Question

An earthen pitcher containing 9.5 kg of water loses one gram of water per minute due to evaporation. If water equivalent of pitcher is 0.5 kg. The time required to cool the water in pitcher from $30^{\circ}\text{C}$ to $28^{\circ}\text{C}$ is (Neglect radiation effect and Take latent heat of vaporization 500 cal $\text{g}^{-1}$)

• A. 30 min
• B. 60 min
• C. 40 min
• D. 20 min

Hint:

Always combine the actual mass of the liquid with the water equivalent ($W_e$) of its vessel to find the total thermal mass.

Answer 1

The Correct Option is C

Step 1: Concept
The heat lost by the total water mass system through evaporation equals the heat required to lower the temperature of the water along with the pitcher itself: $m_{\text{evap}} \cdot L = (m_{\text{water}} + W_e) \cdot s \cdot \Delta \theta$, where $W_e$ is the water equivalent of the pitcher and $s$ is the specific heat of water.

Step 2: Meaning
Evaporation carries away thermal energy because changing liquid to vapor requires the latent heat of vaporization ($L = 500 \text{ cal g}^{-1}$). The rate of evaporation given is $R = 1 \text{ g min}^{-1}$.

Step 3: Analysis
Total effective mass of the water system is $M = 9.5 \text{ kg} + 0.5 \text{ kg} = 10 \text{ kg} = 10000 \text{ g}$. The required drop in temperature is $\Delta \theta = 30^\circ\text{C} - 28^\circ\text{C} = 2^\circ\text{C}$. Given specific heat of water $s = 1 \text{ cal g}^{-1}\text{}^\circ\text{C}^{-1}$, the total heat to be removed is $Q = M \cdot s \cdot \Delta \theta = 10000 \times 1 \times 2 = 20000 \text{ calories}$. Let $t$ be the time in minutes.

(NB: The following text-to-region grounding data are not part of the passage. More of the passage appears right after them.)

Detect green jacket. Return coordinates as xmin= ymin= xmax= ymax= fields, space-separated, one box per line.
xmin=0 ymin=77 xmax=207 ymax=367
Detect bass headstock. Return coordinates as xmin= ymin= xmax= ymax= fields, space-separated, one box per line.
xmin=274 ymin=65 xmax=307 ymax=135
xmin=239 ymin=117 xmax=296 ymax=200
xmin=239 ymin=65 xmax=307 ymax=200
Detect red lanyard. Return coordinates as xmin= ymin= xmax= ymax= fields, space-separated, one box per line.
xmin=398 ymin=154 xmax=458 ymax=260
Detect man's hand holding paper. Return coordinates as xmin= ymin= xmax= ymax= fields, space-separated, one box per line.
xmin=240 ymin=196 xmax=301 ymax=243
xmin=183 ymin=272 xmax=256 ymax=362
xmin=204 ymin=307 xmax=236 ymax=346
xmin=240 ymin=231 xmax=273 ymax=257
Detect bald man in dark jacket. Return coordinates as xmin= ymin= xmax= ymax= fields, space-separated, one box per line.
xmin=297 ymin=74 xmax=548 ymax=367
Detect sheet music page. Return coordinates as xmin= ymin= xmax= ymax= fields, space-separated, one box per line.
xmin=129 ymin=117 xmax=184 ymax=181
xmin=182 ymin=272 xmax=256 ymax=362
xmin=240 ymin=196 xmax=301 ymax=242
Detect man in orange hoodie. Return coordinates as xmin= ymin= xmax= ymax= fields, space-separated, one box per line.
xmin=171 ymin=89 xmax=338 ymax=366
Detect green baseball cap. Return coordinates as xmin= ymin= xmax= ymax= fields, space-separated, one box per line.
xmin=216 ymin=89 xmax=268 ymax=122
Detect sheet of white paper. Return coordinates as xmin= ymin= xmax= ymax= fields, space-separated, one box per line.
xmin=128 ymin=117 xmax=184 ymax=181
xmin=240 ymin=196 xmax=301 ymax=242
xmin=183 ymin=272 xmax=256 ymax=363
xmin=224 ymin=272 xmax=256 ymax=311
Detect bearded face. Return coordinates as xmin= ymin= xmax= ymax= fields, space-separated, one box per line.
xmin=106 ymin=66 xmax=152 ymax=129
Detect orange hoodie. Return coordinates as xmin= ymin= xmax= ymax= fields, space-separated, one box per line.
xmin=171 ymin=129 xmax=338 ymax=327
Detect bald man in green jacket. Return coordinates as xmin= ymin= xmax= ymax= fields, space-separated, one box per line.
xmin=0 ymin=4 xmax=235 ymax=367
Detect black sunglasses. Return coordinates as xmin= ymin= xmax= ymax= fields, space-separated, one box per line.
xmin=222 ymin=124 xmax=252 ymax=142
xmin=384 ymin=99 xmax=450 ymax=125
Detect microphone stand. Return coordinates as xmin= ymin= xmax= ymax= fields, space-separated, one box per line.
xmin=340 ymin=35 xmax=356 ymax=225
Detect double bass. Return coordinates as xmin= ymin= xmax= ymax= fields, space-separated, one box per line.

The total mass evaporated in time $t$ is $m_{\text{evap}} = 1 \times t = t \text{ grams}$. Heat lost by evaporation is $Q_{\text{lost}} = t \times 500$. Equating the two quantities: $500t = 20000 \implies t = \frac{20000}{500} = 40 \text{ minutes}$.

Step 4: Conclusion
Therefore, the total time required for the cooling process inside the pitcher is 40 minutes.

Final Answer: (C)